Another Superbowl, another giant event with too much food. I covered the Food Recovery Network – a student-run food waste non-profit – in my newsletter last February. FRN did it again last weekend at a Superbowl tailgate party in Las Vegas. Some stats from the event: FRN recovered 3,994 pounds of food---an equivalent of 3,328 meals---that it donated to The Just One Project. This is nearly half a ton more food than recovered last year. One reason for the excessive excess could be that as Covid recedes further in our past, more people are going out. More people, more to order and prep for, more waste. Erin Price, the director of engagement at FRN was surprised this year to see rare foods like foie gras, oysters, and ground lamb. (I am too!) Big events seem like the perfect thing for AI to solve. What to to order, how much to have on hand and what to do with the excess quickly. I look forward to that day.
Where you can find me:
On the front page of the San Francisco Chronicle.
Is our junk-food addiction killing us?

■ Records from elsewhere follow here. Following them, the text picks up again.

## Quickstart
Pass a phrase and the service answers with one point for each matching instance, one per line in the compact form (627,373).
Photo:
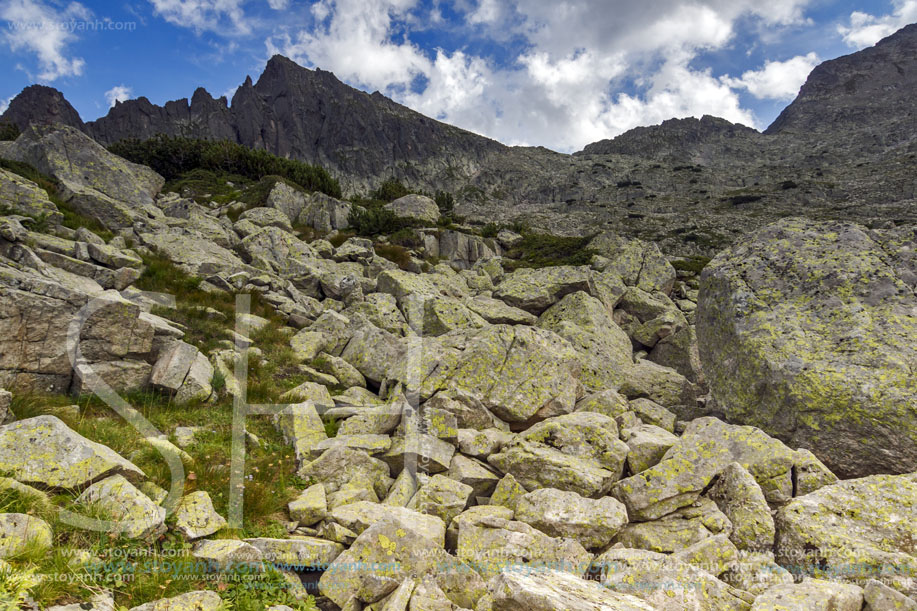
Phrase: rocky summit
(270,373)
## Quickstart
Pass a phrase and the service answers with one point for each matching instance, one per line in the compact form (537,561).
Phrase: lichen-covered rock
(200,600)
(20,533)
(416,208)
(341,466)
(508,492)
(557,513)
(473,473)
(43,450)
(516,372)
(739,497)
(492,544)
(603,348)
(638,263)
(386,554)
(275,250)
(310,507)
(425,452)
(497,312)
(554,590)
(667,583)
(707,447)
(608,402)
(25,197)
(297,553)
(97,183)
(195,516)
(578,452)
(301,427)
(811,594)
(852,531)
(535,290)
(432,315)
(361,515)
(677,530)
(806,330)
(647,444)
(131,512)
(227,555)
(442,497)
(712,554)
(196,255)
(756,572)
(879,597)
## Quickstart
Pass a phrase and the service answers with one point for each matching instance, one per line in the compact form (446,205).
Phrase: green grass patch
(72,218)
(544,250)
(173,157)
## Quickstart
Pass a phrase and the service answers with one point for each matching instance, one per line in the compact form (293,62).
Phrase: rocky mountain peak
(42,105)
(699,140)
(870,92)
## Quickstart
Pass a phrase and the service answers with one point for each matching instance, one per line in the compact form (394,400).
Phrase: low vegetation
(175,157)
(72,218)
(8,131)
(137,571)
(544,250)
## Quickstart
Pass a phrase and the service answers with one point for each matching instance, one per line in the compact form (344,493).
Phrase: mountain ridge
(691,184)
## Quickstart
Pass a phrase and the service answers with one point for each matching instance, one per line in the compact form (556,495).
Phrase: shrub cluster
(8,131)
(173,157)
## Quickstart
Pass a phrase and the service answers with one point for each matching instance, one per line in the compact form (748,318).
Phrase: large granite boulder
(853,531)
(551,590)
(97,183)
(419,208)
(387,553)
(603,348)
(806,330)
(25,197)
(45,451)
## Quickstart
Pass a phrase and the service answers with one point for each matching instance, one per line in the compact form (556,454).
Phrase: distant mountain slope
(872,93)
(705,140)
(845,149)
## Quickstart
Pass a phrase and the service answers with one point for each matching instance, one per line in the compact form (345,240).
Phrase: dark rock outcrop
(41,105)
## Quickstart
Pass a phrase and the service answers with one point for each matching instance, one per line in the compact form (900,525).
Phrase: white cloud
(585,70)
(45,31)
(118,93)
(353,40)
(776,80)
(866,30)
(221,16)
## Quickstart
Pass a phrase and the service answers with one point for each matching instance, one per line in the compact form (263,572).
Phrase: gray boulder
(97,183)
(806,331)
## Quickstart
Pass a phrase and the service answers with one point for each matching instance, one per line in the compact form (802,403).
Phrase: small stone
(195,516)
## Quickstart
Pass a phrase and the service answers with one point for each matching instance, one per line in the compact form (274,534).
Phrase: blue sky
(540,72)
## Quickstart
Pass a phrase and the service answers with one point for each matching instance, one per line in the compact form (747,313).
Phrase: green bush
(389,191)
(543,250)
(398,255)
(8,131)
(173,156)
(374,221)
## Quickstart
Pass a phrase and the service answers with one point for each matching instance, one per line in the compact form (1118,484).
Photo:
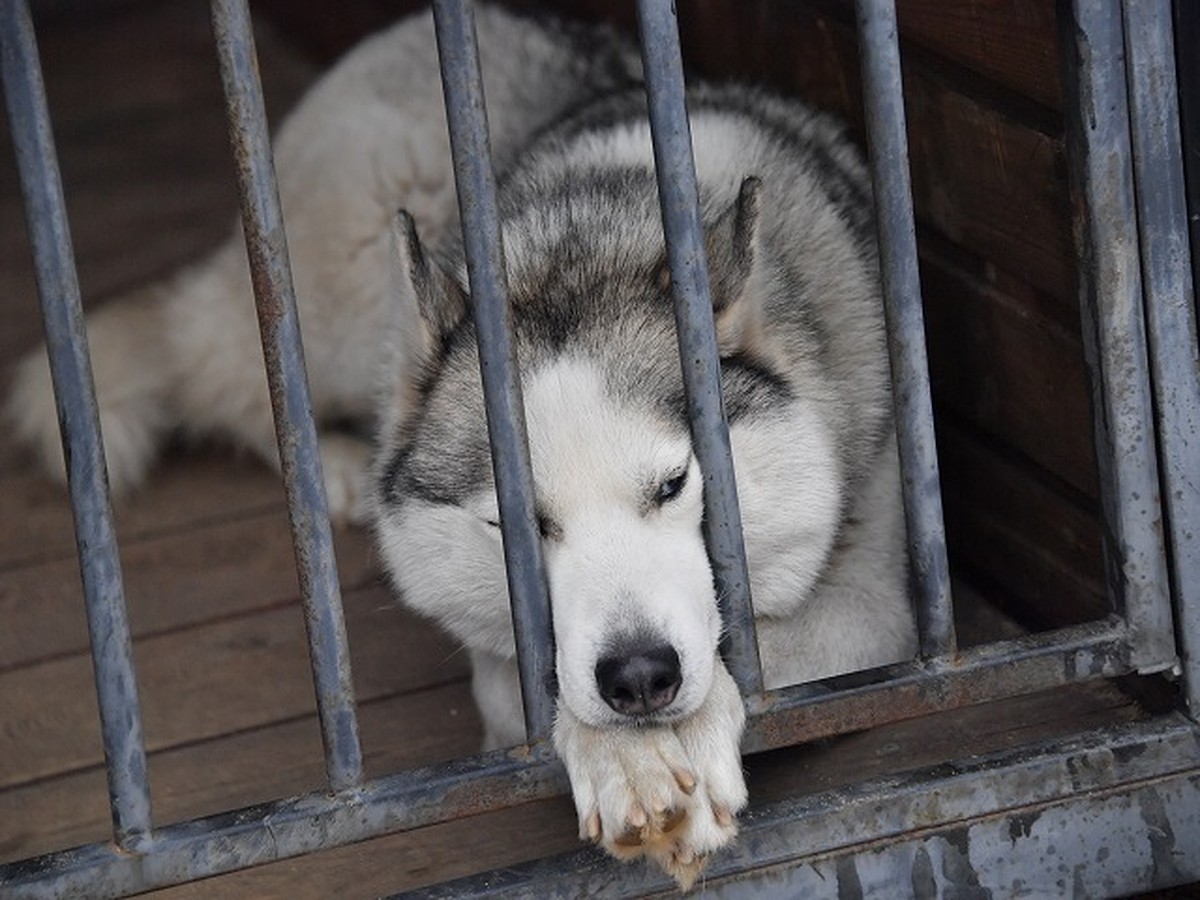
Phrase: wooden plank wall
(997,262)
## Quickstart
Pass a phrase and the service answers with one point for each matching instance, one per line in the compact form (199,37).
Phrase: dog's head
(618,490)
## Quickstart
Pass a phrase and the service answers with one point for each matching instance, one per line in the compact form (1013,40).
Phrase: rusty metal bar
(676,173)
(883,105)
(528,592)
(295,431)
(1036,821)
(1170,306)
(439,793)
(1114,327)
(66,340)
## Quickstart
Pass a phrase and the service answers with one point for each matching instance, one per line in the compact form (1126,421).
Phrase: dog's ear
(733,253)
(423,288)
(426,305)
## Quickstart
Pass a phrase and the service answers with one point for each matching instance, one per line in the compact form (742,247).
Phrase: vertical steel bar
(66,341)
(1170,307)
(1114,331)
(697,339)
(472,153)
(297,433)
(883,103)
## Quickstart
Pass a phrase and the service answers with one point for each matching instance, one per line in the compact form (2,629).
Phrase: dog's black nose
(640,681)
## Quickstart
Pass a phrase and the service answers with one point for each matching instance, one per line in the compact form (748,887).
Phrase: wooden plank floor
(226,691)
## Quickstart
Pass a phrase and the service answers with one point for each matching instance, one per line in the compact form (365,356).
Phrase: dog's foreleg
(669,792)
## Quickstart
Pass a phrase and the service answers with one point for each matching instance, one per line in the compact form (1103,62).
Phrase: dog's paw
(345,461)
(669,792)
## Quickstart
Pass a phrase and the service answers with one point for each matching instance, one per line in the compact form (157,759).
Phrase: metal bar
(883,106)
(289,828)
(1114,330)
(697,339)
(1023,822)
(439,793)
(1187,60)
(1007,669)
(1170,306)
(526,569)
(295,431)
(83,450)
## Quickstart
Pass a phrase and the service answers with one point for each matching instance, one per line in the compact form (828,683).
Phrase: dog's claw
(592,829)
(685,780)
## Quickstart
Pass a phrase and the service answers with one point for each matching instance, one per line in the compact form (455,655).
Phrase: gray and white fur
(648,720)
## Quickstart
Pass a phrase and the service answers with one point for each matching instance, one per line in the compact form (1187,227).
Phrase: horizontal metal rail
(525,567)
(676,174)
(883,107)
(439,793)
(294,427)
(1023,822)
(66,340)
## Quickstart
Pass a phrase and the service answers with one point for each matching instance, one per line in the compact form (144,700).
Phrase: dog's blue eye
(670,489)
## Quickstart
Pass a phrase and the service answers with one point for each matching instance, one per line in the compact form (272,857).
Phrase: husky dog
(648,720)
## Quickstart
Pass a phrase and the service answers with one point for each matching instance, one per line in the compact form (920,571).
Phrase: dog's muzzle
(640,678)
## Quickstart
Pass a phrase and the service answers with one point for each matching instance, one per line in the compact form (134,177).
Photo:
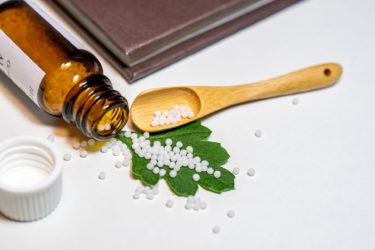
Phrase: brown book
(139,37)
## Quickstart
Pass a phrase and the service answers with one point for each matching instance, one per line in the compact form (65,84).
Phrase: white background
(315,163)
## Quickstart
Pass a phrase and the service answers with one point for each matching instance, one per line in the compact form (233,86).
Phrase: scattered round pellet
(173,173)
(51,138)
(179,144)
(258,133)
(251,172)
(216,229)
(102,175)
(217,174)
(156,170)
(126,163)
(76,145)
(295,101)
(116,152)
(168,141)
(118,164)
(136,196)
(91,142)
(231,214)
(188,206)
(203,205)
(104,149)
(83,153)
(236,171)
(67,157)
(169,203)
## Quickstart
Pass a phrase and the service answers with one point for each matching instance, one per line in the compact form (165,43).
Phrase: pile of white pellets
(168,117)
(195,203)
(171,154)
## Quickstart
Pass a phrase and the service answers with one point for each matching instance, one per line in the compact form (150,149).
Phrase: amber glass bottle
(62,79)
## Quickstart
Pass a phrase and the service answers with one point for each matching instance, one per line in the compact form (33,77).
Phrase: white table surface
(315,163)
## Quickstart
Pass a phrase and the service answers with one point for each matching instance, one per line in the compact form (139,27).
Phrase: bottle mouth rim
(116,109)
(38,153)
(91,100)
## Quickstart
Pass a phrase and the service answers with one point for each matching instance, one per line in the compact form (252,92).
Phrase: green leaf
(217,185)
(195,135)
(183,184)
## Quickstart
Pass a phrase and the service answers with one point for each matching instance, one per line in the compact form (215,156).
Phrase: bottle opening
(112,121)
(25,165)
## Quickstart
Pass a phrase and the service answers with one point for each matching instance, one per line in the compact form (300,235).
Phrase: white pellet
(102,175)
(83,144)
(67,157)
(203,205)
(136,196)
(104,149)
(146,135)
(236,171)
(217,174)
(189,149)
(162,172)
(173,173)
(231,214)
(216,229)
(258,133)
(76,145)
(83,153)
(51,138)
(91,142)
(169,203)
(188,206)
(118,164)
(168,141)
(210,171)
(251,172)
(107,126)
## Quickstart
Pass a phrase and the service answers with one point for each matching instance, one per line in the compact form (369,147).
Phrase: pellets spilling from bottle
(168,117)
(171,154)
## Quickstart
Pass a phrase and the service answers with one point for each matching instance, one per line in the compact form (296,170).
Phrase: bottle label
(55,25)
(19,67)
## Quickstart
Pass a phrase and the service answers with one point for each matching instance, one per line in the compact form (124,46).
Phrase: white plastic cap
(30,178)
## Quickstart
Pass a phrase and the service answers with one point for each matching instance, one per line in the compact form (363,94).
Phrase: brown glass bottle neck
(88,101)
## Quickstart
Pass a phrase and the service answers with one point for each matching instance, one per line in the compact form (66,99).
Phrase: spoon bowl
(149,101)
(204,100)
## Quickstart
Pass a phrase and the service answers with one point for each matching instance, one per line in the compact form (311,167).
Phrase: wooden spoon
(204,100)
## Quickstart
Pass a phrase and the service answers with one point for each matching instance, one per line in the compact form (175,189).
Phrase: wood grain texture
(204,100)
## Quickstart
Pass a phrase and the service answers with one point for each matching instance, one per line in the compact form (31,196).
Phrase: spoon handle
(311,78)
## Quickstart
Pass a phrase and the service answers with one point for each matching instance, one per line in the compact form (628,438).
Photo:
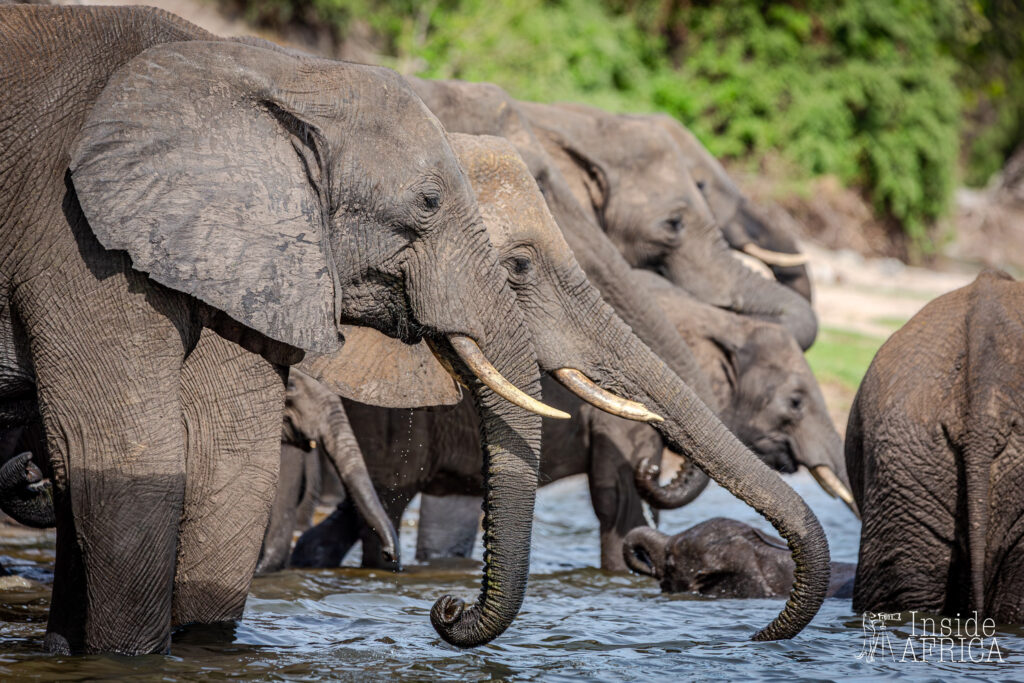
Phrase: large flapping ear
(212,180)
(567,136)
(380,371)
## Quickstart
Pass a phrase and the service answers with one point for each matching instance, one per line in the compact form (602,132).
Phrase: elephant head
(295,195)
(722,558)
(482,109)
(634,179)
(742,224)
(26,495)
(587,347)
(763,385)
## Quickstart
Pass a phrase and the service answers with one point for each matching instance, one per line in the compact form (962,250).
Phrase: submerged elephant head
(722,558)
(26,495)
(636,181)
(294,195)
(590,349)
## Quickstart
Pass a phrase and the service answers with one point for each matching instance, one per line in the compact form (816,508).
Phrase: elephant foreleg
(615,446)
(232,401)
(448,526)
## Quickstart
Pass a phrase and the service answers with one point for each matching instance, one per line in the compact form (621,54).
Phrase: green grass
(842,356)
(893,323)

Watch my Cambridge Forum episode with Jerry Mande and Tera Fazzino.
What I’m reading:
Too much! “The Last Island” (nonfiction) about an island inhabited by a tribe of people who have zero contact with the outside world. “Killers of the Flower Moon,” (nonfiction) which I started last night. I’ll let you know how it’s different (or better?) than the movie. I’ve got “The Nix” (fiction) in the wings waiting for me. Also my usual New Yorker’s and Harper’s Magazine.